Maritime37...best of luck...
@AmiSue that's not a bad idea. I've seen rooms for rent, just nothing yet that would work for us. I'm considering all the options.
When its warm enough to fibreglass the new filters to my fishtank.
A tooth with a hole in!
The x still thinking she can take her emotions out on me despite being part for over 8 months
Willy Wonka fired his entire workforce and replaced them with undocumented immigrants.
And that was before the child endangerment.
If you focus on the present you won't worry about the future. One day at a time.
my sister stole all of my tampons and i am broke...not as bad as it could be, but its what is bothering me today.
Here I am moving, and don't need the tampons that I discarded. Lol
@Freedompath lmao isnt that just how it always seems to work out?
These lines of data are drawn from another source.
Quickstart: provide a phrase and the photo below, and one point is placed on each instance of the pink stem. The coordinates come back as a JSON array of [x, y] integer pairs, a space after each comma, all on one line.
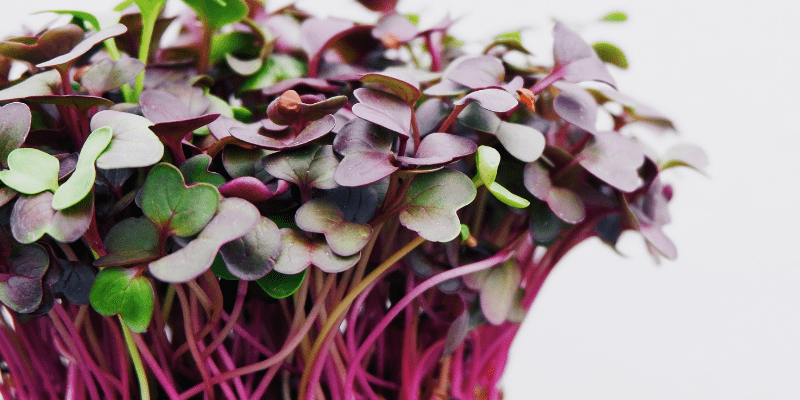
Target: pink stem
[[429, 283]]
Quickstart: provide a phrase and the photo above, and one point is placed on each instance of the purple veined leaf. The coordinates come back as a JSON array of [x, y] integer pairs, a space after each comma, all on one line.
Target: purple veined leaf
[[397, 25], [496, 100], [234, 218], [310, 166], [521, 141], [323, 216], [498, 292], [41, 84], [440, 148], [85, 45], [382, 6], [319, 85], [53, 43], [398, 82], [253, 255], [478, 72], [15, 123], [298, 252], [565, 204], [33, 216], [161, 106], [576, 106], [575, 59], [133, 144], [107, 74], [367, 151], [614, 159], [252, 189], [313, 131], [384, 109], [430, 205], [687, 155], [21, 290]]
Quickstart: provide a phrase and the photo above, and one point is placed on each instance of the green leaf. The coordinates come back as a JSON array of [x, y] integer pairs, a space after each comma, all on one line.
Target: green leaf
[[617, 16], [133, 144], [124, 292], [81, 181], [504, 195], [217, 13], [279, 286], [31, 171], [195, 170], [611, 54], [431, 202], [172, 206], [487, 160], [234, 219]]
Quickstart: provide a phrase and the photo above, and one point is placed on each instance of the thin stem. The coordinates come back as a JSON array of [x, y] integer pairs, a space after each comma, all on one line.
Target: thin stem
[[322, 342], [144, 388]]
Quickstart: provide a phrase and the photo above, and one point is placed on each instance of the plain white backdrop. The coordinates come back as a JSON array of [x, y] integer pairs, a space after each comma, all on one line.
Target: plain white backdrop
[[723, 321]]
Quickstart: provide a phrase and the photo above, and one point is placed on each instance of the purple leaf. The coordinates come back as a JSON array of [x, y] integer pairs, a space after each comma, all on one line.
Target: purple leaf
[[33, 216], [53, 43], [253, 255], [576, 106], [107, 74], [15, 122], [577, 58], [367, 151], [440, 148], [234, 218], [614, 159], [384, 109], [323, 216], [85, 45], [496, 100], [478, 72], [252, 189]]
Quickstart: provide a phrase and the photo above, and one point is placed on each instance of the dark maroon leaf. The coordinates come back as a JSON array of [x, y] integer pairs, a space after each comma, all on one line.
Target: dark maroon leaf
[[367, 151]]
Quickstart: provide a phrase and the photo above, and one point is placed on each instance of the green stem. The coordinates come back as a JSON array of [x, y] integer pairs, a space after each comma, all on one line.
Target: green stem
[[144, 388]]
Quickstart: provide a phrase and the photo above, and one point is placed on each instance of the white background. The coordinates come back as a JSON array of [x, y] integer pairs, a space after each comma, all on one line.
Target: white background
[[723, 321]]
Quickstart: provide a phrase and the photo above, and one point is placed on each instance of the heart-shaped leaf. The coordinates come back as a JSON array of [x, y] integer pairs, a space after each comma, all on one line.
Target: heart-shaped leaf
[[124, 292], [21, 287], [172, 206], [566, 205], [132, 145], [84, 46], [75, 282], [614, 159], [323, 216], [53, 43], [195, 170], [33, 216], [521, 141], [217, 13], [298, 252], [15, 122], [81, 181], [309, 167], [498, 292], [31, 171], [107, 74], [279, 286], [497, 100], [384, 109], [253, 255], [234, 218], [430, 205], [367, 150], [130, 241]]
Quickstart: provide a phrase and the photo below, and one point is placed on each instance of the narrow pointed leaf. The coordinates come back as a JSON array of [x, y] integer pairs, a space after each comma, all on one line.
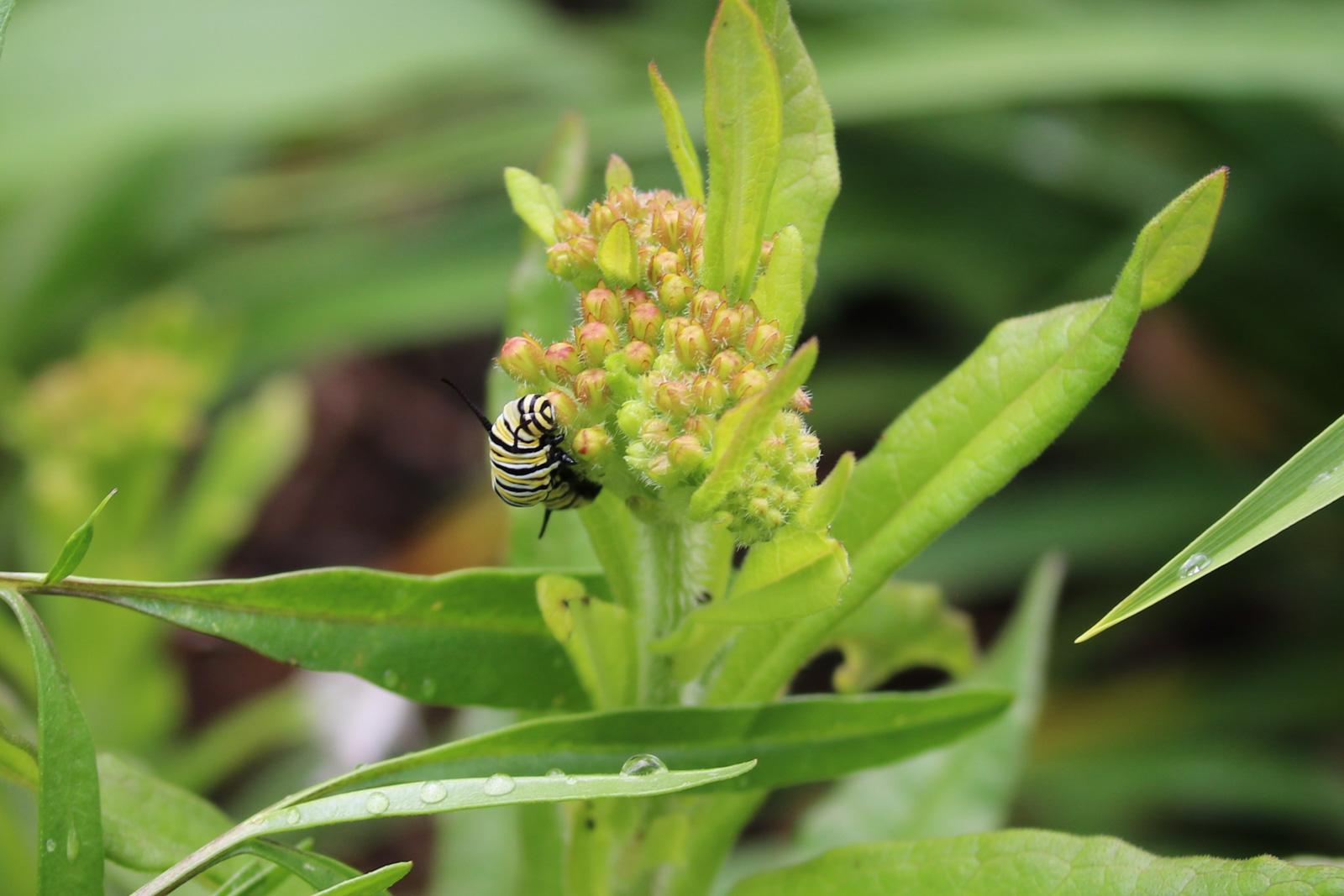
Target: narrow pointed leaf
[[1032, 862], [76, 547], [1310, 479], [416, 636], [680, 145], [741, 430], [743, 120], [69, 821]]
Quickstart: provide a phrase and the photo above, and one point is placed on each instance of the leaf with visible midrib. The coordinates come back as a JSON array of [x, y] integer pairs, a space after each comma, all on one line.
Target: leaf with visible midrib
[[1032, 862], [467, 637]]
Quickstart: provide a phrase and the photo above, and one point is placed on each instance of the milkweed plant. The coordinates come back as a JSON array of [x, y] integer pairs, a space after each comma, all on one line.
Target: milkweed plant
[[645, 645]]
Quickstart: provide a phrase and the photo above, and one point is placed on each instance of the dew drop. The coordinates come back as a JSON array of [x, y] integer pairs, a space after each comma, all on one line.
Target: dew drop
[[1194, 564], [643, 765], [499, 785]]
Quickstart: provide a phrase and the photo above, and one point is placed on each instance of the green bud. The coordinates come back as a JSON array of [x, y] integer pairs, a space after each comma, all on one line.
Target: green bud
[[596, 340], [562, 362], [645, 322], [692, 345], [522, 358]]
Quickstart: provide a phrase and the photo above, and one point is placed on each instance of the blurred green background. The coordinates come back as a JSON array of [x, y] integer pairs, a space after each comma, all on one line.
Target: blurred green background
[[241, 242]]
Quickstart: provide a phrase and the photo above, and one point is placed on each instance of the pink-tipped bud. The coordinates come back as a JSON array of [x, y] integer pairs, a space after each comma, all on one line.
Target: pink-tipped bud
[[710, 392], [764, 343], [562, 362], [726, 324], [564, 406], [687, 454], [726, 364], [703, 305], [591, 389], [600, 304], [522, 358], [591, 443], [645, 322], [663, 265], [597, 340], [672, 396], [638, 356], [675, 293], [692, 345], [748, 383]]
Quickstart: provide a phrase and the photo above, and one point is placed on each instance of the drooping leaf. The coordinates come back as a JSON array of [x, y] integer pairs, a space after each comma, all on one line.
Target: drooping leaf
[[967, 786], [743, 125], [680, 145], [808, 181], [69, 822], [1310, 479], [76, 547], [1032, 862], [741, 430], [796, 741], [467, 637]]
I’m actually fairly content today, however my 17 year old daughter has been stressing me out for a good 6 weeks.
That I am so busy and tired. My dog has been restless for the past week and wants to go outside numerous times every night. I am working very long days to get a pet project up and running at work, I don't get paid for it, but it is important to me. And I have had car issues to deal with taking a day and week and lots of money. So that means I have to look around to see if I have any. Just need a week or two to catch up on my chores, and have some time in the water.
I thought agnostics, etc, were healthier mentally and more rational in general than believers. After a few weeks on this site I am surprised by some women, who seem to be contrary to other women's opinions merely to differentiate themselves from other women and show they are "one of the boys."
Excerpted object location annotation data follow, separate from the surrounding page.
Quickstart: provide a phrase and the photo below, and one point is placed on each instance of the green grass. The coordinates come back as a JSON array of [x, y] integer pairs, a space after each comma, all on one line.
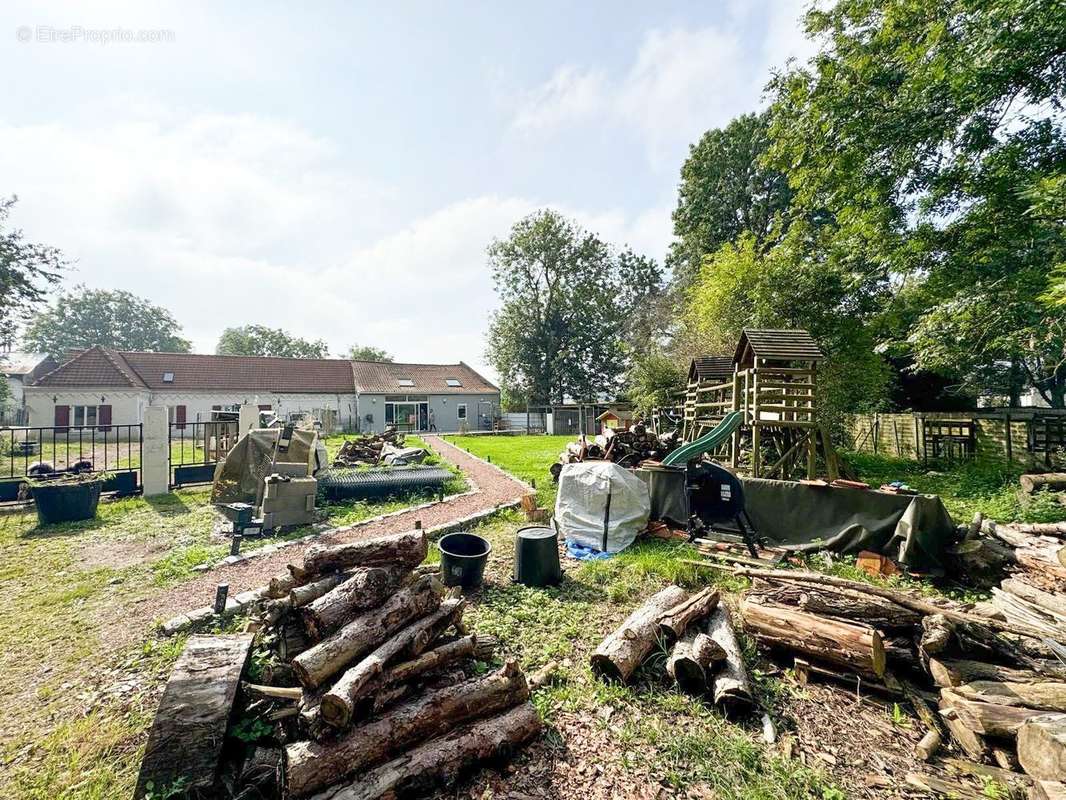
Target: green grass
[[527, 458], [965, 488]]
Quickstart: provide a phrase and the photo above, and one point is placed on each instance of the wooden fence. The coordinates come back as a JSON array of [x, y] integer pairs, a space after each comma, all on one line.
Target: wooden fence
[[1029, 437]]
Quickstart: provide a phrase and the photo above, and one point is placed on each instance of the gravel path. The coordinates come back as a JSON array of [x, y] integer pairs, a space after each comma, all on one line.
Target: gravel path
[[495, 488]]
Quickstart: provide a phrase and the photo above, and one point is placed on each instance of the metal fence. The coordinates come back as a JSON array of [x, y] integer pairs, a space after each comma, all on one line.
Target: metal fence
[[27, 452], [197, 447]]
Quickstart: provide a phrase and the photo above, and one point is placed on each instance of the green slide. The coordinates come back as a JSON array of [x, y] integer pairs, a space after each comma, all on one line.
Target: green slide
[[705, 444]]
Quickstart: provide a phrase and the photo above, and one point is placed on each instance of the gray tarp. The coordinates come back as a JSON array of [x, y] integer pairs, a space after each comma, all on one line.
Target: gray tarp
[[910, 529]]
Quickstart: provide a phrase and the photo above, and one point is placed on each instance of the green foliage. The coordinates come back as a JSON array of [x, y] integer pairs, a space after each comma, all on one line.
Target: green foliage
[[919, 132], [84, 317], [569, 302], [263, 340], [726, 191], [367, 353], [27, 272]]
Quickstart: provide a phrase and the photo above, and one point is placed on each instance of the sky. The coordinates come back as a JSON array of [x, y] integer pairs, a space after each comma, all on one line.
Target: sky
[[340, 170]]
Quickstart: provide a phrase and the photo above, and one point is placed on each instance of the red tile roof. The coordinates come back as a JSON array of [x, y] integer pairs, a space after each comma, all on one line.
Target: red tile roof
[[381, 378], [102, 367]]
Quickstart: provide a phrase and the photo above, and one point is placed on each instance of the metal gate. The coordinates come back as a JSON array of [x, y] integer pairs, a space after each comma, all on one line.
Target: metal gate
[[31, 451], [197, 447]]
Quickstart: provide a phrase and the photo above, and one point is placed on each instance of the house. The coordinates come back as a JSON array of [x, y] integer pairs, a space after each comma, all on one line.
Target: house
[[20, 369], [100, 386]]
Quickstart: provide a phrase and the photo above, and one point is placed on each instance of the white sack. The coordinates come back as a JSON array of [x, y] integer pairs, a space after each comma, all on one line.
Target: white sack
[[601, 505]]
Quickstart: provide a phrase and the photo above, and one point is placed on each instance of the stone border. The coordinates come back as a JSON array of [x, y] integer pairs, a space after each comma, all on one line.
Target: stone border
[[204, 616]]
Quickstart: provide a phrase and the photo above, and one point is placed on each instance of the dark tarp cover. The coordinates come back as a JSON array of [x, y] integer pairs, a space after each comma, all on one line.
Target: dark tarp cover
[[910, 529]]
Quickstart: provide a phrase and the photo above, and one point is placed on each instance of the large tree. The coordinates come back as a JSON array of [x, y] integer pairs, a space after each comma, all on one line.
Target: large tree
[[263, 340], [367, 353], [82, 317], [27, 271], [726, 190], [570, 309], [923, 128]]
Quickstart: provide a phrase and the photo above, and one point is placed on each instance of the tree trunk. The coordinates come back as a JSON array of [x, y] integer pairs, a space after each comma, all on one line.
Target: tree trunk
[[339, 704], [843, 604], [730, 687], [397, 549], [988, 719], [365, 633], [852, 645], [301, 595], [1042, 747], [949, 672], [311, 766], [368, 588], [438, 763], [1050, 697], [691, 660], [618, 656], [1050, 481], [673, 624]]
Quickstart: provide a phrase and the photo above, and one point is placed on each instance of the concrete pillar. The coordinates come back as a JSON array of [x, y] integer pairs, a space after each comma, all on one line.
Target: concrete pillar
[[156, 451], [248, 418]]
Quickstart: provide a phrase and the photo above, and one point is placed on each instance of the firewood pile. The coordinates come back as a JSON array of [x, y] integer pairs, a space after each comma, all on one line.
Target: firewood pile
[[367, 450], [370, 685], [628, 447], [705, 657], [990, 677]]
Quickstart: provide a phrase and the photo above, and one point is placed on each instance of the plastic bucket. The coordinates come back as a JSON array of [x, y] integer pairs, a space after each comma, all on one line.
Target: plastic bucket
[[536, 556], [66, 502], [463, 559]]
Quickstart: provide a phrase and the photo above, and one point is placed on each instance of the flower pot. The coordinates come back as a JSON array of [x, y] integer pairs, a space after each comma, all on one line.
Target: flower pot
[[66, 502]]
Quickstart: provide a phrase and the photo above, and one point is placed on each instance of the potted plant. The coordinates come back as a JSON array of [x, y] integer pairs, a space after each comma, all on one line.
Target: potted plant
[[66, 497]]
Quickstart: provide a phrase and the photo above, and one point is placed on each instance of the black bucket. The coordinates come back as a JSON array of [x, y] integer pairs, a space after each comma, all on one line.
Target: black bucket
[[463, 559], [536, 556], [66, 502]]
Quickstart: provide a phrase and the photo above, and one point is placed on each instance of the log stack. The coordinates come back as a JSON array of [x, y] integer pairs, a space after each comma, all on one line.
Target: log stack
[[371, 682]]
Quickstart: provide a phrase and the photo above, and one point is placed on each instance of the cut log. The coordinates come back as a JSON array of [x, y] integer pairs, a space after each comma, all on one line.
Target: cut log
[[1042, 747], [397, 549], [365, 633], [1050, 697], [844, 604], [988, 719], [730, 687], [438, 763], [675, 621], [301, 595], [367, 588], [692, 659], [1049, 481], [949, 672], [902, 598], [311, 766], [618, 656], [852, 645], [341, 702], [190, 726]]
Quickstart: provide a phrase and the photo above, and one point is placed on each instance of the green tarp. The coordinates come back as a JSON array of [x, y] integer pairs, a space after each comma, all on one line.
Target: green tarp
[[910, 529]]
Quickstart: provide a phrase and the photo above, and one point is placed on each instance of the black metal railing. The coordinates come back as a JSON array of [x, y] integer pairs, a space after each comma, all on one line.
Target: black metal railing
[[197, 447], [28, 452]]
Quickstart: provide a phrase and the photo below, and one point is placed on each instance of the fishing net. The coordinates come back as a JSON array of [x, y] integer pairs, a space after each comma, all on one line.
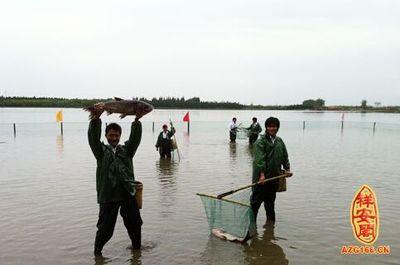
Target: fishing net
[[231, 216]]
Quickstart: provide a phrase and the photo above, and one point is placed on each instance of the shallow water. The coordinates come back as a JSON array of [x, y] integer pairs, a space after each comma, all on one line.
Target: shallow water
[[48, 198]]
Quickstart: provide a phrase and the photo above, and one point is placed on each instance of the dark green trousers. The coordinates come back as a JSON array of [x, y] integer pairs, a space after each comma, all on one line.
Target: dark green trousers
[[108, 216]]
That behavior doesn't hold a candle, however, to the number of men who show a mental age of under twelve in their grammar, name calling, and intense misogyny. It is as if 2/3 of male members are here to advertise their hatred of women, among other things they can't understand. They aren't here for community or dating, but merely to vent their bruised egos towards the nearest female. I don't pretend to understand why they aren't held back in rank or banned from the site. They ruin it for everyone else. There are some very sick men on here. It is seriously disturbing, and I have worked in actual high security mental facilities. Is there no provision here for incendiary hate speech? Or even those who use this site for purposes other than community or dating? The hate is so strong here!
Some guy said anxiety doesn't come from not knowing the future, rather from not being able to control it.
Let it happen.
That happens a lot, especially before you just give up trying to figure out all your steps before you make them...and just accept the moment that you are in and let that be enough! Plans can still be made...but living in the moment satisfies, over a long range. We want be a failure if we are not striving all the time! I am concerned that I will not be moved out of this place by the end of this month! I work to keep my word, but I may have to get an extention!
Kidney stones.
I’ve had maybe 10 of those in my life varying from a mild discomfort to ‘please give me morphine’. Hope it passes soon.
@indirect76 Thanks. They're still in production.
My best...i've never had them and never knew anyone who thought they were 'a piece of cake, either!
@Freedompath Thank you. I get them periodically. Definitely not any fun at all.
I hope you never fine out what they're like.